Microsoft AI Research Exposes 38TB of Private Data via Misconfigured Azure SAS Token
Overview
A significant data exposure incident occurred when Microsoft's AI research division accidentally published a GitHub repository containing a highly permissive SAS (Shared Access Signature) token for an internal Azure Blob Storage account. The misconfiguration was discovered by security researchers at Wiz. The SAS token was configured to grant 'Full Control' permissions to the entire storage account, rather than providing read-only access to a specific container. This allowed anyone who discovered the token to read, write, and delete all data within the account. The exposed storage account contained 38 terabytes of sensitive data, including backups of two employees' workstations, internal Microsoft Teams messages, and a vast collection of private AI models, training data, and internal source code. The root cause was a flaw in the infrastructure-as-code (IaC) configuration used to generate the link, which incorrectly specified the permission level. This incident highlighted the severe risks associated with misconfigured cloud AI services and the danger of committing secrets to public repositories.
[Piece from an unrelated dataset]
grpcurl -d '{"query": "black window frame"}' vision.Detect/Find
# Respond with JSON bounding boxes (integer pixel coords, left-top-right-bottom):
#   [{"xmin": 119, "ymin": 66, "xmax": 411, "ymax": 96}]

It serves as a stark reminder of the need for robust secret scanning in CI/CD pipelines and the principle of least privilege when managing access to cloud-based data stores for AI workloads.
Affected Systems
Testing Guide
1. **Scan GitHub Repositories:** Use a tool like TruffleHog or Gitleaks to scan your organization's GitHub repositories for strings matching the format of Azure SAS tokens. 2. **Audit Azure Storage Accounts:** In the Azure Portal, navigate to your storage accounts. Review 'Shared access signature' settings to check for overly permissive, long-lived tokens. Check the 'Networking' and 'Containers' access level settings to ensure they are not set to 'Public'. 3. **Review IaC Templates:** Manually inspect or use static analysis tools on your ARM, Bicep, or Terraform templates to ensure that SAS token generation logic adheres to the principle of least privilege.
Mitigation Steps
1. **Enforce Least Privilege for SAS Tokens:** Always scope SAS tokens to the minimum required permissions (e.g., read-only) and resources (e.g., a specific container or blob, not the entire account). Set short expiration times. 2. **Implement Secret Scanning:** Integrate automated secret scanning tools (like `git-secrets` or GitHub's native scanner) into your CI/CD pipeline to prevent tokens, keys, and credentials from being committed to repositories. 3. **Use Managed Identities:** Whenever possible, use Azure Managed Identities for services like Azure VMs and Functions to access other Azure resources, which eliminates the need to manage and store SAS tokens or storage keys in code. 4. **Regularly Audit Storage Permissions:** Continuously monitor and audit public access levels and access policies for all cloud storage accounts.
Patch Details
The exposed token was revoked by Microsoft immediately upon notification. The fix is procedural, involving correcting IaC templates and improving secret hygiene.